In the rural Navajo Nation, not many, even those with an entrepreneurial spirit, have the seed money to wait months — some say years — for a lease deal to go through and construction on retail space to commence. Benally said the council is “working on cutting the red tape for land status.”
Deswood Tome, an aide to Navajo Nation President Ben Shelly, told Al Jazeera that in addition to attempting to bridge the electronic gap on the reservation, bringing Internet providers to this very rural area, the administration is in the final stages of passing legislation that would put land leases entirely under the supervision of the Navajo government — expediting the commercial and personal land-lease process, he says by months.
Over the course of the recent eight-hour Meeting of Diné Minds dialogue at the Window Rock–based Navajo Nation Museum, some 100 people attended, said one of the organizers, Ed Becenti, 59. “Most of them were young people.
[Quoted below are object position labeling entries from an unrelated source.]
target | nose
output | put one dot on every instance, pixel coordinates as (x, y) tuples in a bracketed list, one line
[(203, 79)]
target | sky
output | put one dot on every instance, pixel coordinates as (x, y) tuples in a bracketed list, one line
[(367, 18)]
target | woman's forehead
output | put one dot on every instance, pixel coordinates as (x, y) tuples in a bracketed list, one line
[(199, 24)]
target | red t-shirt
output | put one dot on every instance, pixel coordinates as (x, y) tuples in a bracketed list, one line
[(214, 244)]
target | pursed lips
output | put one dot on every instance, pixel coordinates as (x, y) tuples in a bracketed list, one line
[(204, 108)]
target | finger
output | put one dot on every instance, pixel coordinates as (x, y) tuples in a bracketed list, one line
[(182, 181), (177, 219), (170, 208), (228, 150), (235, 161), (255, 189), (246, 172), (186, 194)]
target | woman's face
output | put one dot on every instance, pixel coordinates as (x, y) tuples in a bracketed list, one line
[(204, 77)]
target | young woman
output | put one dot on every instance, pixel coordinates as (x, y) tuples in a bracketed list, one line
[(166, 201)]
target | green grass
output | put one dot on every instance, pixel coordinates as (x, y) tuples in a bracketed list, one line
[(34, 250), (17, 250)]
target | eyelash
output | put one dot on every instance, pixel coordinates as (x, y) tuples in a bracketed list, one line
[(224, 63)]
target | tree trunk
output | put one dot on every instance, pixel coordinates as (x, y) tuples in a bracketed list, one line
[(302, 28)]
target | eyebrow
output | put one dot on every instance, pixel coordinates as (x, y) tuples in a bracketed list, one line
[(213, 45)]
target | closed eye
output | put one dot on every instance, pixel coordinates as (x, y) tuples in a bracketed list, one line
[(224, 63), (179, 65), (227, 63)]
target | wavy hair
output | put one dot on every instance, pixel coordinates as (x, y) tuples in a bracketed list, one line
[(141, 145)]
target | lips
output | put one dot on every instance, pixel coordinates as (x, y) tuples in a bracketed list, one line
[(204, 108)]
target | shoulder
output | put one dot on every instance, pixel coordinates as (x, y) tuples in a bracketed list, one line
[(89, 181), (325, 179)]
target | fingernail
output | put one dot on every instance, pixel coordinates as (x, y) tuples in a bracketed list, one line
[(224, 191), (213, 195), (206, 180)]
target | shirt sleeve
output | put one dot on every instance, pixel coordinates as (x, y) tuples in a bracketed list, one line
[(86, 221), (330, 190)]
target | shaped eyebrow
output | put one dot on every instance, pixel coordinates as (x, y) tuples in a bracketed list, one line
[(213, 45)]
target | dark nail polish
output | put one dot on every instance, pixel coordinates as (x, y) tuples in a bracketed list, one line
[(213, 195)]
We had some elders, but most were college age and college graduates,” he said.
Under a tarp in a parking lot outside the reservation town of Ganado, Priscilla Begaye makes Navajo mutton sandwiches. She tops golden, lightly salted fry bread with savory roasted mutton, sauteed onions and cherry tomatoes.
Begaye’s eats are popular with locals. She’d like to start a restaurant — a formal, taxpaying business, where opening and closing isn’t contingent on the elements, the sometimes extreme weather in these parts. But she says it takes a long time to get a lease.
Navajo Nation Vice President Rex Lee Jim agreed that land-lease issues are what keep Begaye’s business from contributing to the local economy. In a place where flea markets are popular, it’s a common problem. But Jim said that informal economy is something the Navajo Nation does not want to lose. Flea markets “are part of our culture,” he said. “My family loves to go to flea markets and have local food, as opposed to being inside of a room. It’s a little bit too formal for me sometimes.”
“When we talk about the wealth of a nation, there’s so much more to wealth than just money,” he added.
But not everyone agrees with that defense of the status quo. Eldridge, as she searches for a job on the reservation, wants the government to work to create more and different opportunities — especially away from the mining industries. She sees her generation as starting to alter the traditional way of doing things. “I think lots of young people want to challenge the discourse of progress,” she said.